KNOW YOUR CUSTOMER : TOUT SAVOIR SUR LE KYC
Publié le : 04/10/2017 dans Buzzwords Par : Léa Labatut Tags :

Know Your Customer : tout savoir sur le KYC

Le KYC (Know Your Customer) est un acronyme venu des Etats-Unis. Il s’est rapidement imposé en France, notamment dans le secteur bancaire pour lequel les enjeux de connaissance client sont colossaux. Quelles sont les exigences du KYC et comment s’y conformer ?

 

Know Your Customer, alias KYC (prononcer Kaï-Waï-Ci), est le nom donné au processus visant à vérifier l’identité des différentes parties prenantes d’une entreprise. Sont donc concernés les clients, les fournisseurs et les partenaires. L’objectif ? S’assurer de leur intégrité et vérifier leur conformité face aux réglementations en vigueur. La finalité du KYC est de lutter contre des problématiques telles la corruption, le blanchiment d’argent ou encore le financement du terrorisme.

Le KYC, intimement lié à la connaissance client et à la transparence des transactions

Mieux connaître ses clients, fournisseurs et partenaires

La connaissance client est un principe qui n’est pas nouveau (lire notre article La vision client 360° pour une expérience inoubliable). Mais, les apparences étant parfois trompeuses, le KYC permet de mettre en lumière des zones d’ombre. Il est désormais primordial de soumettre l’ensemble des interlocuteurs d’une entreprise à un processus de due diligence. Hé oui, parfaitement connaître ses clients, fournisseurs et partenaires est une nécessité. En prouvant sa bonne foi, l’entreprise réduit les risques d’être tenue responsable en cas de soucis face à la législation locale et internationale.

Lutter contre la corruption

Un système robuste intégrant des procédures de vigilance à l’égard des clients et partenaires (KYC) aide les entreprises à ne pas se retrouver impliquées dans des situations à risque liées au crime économique. Le blanchiment d’argent, la fraude, la corruption sont autant de sujets qui peuvent nuire directement ou indirectement à n’importe quelle société. L’entreprise doit, par conséquent, intégrer à son système de gestion des risques et de la conformité (GRC) des mesures pour lutter contre le blanchiment des capitaux et le financement du terrorisme.

 

Comment appréhender le KYC ? Focus sur les outils les plus utiles

Lors de la mise en place d’une démarche KYC, l’une des étapes primordiales est l’obtention, la traçabilité et la conservation de documents nécessaires pour évaluer l’intégrité des parties prenantes. Pour les établissements bancaires, la complexité du processus d’identification est telle qu’ils sont obligés de passer par des prestataires externes. Comme l’explique le blog Info Légale, ils doivent avoir accès à des bases de données profondes et avoir une capacité à analyser les liens capitalistiques complexes en mettant en œuvre une expertise métier forte.

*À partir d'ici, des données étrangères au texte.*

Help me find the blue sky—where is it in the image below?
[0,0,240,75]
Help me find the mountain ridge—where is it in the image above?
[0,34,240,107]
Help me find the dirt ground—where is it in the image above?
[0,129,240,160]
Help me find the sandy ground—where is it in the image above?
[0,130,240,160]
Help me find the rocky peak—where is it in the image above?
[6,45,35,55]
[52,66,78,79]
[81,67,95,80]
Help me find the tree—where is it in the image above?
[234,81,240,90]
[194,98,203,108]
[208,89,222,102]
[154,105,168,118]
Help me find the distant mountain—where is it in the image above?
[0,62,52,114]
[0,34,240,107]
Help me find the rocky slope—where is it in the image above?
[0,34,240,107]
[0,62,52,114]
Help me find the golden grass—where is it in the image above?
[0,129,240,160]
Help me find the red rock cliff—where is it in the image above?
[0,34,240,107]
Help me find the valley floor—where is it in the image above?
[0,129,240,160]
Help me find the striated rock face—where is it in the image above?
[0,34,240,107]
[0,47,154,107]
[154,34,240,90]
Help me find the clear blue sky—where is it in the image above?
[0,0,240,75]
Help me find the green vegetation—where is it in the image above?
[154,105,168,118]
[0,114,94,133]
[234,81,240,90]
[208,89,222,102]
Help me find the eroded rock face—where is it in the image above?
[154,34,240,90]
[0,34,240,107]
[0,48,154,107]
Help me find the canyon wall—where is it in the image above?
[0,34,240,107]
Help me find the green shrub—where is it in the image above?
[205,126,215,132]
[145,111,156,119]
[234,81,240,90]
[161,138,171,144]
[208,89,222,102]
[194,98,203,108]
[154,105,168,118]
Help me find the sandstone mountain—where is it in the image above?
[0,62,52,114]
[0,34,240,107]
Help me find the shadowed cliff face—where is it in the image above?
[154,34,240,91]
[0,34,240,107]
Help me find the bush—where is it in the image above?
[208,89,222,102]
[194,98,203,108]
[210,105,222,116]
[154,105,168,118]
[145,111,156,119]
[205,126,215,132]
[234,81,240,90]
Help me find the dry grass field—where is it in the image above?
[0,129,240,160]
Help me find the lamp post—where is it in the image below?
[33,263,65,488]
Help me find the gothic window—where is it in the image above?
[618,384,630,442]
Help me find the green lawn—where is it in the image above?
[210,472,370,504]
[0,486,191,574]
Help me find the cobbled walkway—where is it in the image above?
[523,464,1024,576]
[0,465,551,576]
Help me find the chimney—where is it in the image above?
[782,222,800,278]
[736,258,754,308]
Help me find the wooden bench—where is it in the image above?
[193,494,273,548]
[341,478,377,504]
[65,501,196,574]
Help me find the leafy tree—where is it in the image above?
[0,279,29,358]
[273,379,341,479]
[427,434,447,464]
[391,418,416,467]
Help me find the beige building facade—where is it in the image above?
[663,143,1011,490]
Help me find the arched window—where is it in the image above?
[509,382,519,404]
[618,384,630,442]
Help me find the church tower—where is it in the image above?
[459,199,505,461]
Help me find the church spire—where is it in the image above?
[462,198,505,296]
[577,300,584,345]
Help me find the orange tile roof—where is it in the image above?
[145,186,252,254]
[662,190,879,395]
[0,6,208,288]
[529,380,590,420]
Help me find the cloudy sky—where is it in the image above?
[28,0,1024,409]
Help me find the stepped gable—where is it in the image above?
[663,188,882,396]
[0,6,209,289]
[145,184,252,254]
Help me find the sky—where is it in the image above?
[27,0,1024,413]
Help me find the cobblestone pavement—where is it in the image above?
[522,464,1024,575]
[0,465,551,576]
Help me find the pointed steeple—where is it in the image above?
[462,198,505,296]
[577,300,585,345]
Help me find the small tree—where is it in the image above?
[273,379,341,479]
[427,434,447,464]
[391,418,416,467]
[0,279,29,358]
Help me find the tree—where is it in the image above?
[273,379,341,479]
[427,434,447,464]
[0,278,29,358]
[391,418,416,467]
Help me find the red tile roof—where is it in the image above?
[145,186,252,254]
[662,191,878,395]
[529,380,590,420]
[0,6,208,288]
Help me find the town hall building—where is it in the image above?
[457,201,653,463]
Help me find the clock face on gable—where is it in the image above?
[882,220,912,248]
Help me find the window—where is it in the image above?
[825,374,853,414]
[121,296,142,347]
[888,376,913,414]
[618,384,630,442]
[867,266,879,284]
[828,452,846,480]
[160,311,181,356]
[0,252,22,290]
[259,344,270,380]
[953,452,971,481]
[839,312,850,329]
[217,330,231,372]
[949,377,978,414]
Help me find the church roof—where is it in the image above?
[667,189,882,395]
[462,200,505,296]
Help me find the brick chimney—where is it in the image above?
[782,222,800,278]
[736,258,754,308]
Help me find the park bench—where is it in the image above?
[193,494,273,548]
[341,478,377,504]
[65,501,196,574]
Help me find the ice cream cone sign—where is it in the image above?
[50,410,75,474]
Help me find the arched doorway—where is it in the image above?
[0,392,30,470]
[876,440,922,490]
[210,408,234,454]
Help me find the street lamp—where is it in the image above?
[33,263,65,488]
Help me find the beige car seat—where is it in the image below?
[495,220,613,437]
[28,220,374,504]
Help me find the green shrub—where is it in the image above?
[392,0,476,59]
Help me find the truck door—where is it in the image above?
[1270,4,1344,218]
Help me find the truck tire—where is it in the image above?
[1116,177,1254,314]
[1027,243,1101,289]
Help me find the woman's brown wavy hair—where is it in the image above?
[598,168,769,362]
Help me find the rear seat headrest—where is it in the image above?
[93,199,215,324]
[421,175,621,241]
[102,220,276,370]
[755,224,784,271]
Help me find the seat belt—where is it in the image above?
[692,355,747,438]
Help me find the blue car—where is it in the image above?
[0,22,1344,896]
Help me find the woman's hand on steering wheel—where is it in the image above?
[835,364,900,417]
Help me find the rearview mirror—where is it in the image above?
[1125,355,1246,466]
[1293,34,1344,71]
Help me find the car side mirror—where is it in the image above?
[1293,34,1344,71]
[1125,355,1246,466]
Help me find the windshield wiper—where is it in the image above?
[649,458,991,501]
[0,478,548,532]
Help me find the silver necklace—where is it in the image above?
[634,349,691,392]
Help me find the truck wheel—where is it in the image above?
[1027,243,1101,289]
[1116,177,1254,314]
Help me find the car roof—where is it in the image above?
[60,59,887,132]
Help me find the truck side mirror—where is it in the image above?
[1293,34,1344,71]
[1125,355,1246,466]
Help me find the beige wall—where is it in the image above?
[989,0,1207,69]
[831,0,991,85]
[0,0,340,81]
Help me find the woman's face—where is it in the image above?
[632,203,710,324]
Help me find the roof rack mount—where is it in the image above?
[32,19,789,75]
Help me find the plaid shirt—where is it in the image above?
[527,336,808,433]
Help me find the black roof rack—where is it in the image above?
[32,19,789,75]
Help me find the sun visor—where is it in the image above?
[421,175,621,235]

Avant d’entrer dans un tel niveau de complexité, il est important que toutes les données de l’entreprise soient centralisées dans un seul et même outil : un logiciel CRM ou logiciel de gestion de la Relation Client. Cet outil, au cœur du SI, a pour objectif de regrouper les données personnelles utiles (lire l’article sur le RGPD) et de donner une vision à 360° du client avec un historique de toutes les interactions. Alors, oui, grâce à la qualité de la connaissance client qu’il apporte, le CRM est l’un des piliers du KYC.

 

Les enjeux juridiques du KYC

Vers une obligation de vigilance et d’information

Au regard du KYC, toute entreprise a une double obligation. La première concerne une obligation de vigilance en matière de lutte contre le blanchiment de capitaux et le financement du terrorisme. La deuxième est une obligation d’information et de mise en garde de ses investisseurs et emprunteurs. Pour surveiller les institutions financières, de nouveaux organismes de contrôle indépendants voient progressivement le jour.

Les sanctions

Suite à plusieurs dérives et pour éviter que cela ne se reproduise, les groupes bancaires et financiers sont exposés à de très lourdes amendes. Ainsi, des sanctions financières atteignant plusieurs centaines de milliers d’euros peuvent être prononcées. Et, en parallèle, le risque de dégradation de l’image de l’entreprise peut avoir de graves répercussions sur sa réputation.

 

Pour conclure, le secteur bancaire est le plus concerné par cette notion KYC. Mais, pour chaque entreprise, dans chaque secteur d’activité, on ne le dira donc jamais assez : la connaissance client est au cœur du business. Pour centraliser toutes les données sur son écosystème (clients, fournisseurs, partenaires…), un outil CRM est le meilleur allié des différents métiers de l’entreprise. Ça tombe bien, si vous voulez en savoir plus, RDV sur notre site !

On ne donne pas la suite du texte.